Technical information
- Licensing authority: FCC
- Facility ID: 54311
- Class: D
- ERP: 18 watts
- HAAT: -24.0 meters
- Transmitter coordinates: 41°25′10.6″N 72°54′22.6″W﻿ / ﻿41.419611°N 72.906278°W

Links
- Public license information: Public file; LMS;
- Website: wqaq.com

= WQAQ =

WQAQ (98.1 FM) is a student-run, non-commercial educational radio station broadcasting a variety format. Licensed in Hamden, Connecticut, the station serves the local Hamden/Wallingford area. WQAQ is owned by Quinnipiac University.

==Format==
WQAQ has a variety format. Any student, faculty, staff, or alumni of the Quinnipiac University may join the radio station and have their own radio show.
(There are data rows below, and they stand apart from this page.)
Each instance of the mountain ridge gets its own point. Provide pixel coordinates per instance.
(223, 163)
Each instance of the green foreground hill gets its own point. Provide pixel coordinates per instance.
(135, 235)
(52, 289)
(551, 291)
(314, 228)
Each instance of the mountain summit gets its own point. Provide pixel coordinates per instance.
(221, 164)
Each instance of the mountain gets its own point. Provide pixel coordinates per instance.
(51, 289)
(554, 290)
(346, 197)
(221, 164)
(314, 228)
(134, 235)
The station's requirements are minimal, allowing DJs to play music and content of their choice. Shows last for one hour each, and the show schedule changes each semester. An up-to-date schedule is available on the station's website.

==Antenna Controversy==
On August 19, 2006, before the beginning of the Fall semester, WQAQ's broadcast antenna was deemed an "eyesore" by the administration of Quinnipiac University. Without notifying the students involved in the organization, the tower was removed from the top of the student center. The tower's sudden removal put WQAQ's licensing with the FCC in jeopardy, and forced the station to shift its broadcast to online streaming.
During the summer of 2007, the WQAQ tower was rebuilt off-site, and the station resumed normal on-air broadcasting that school year.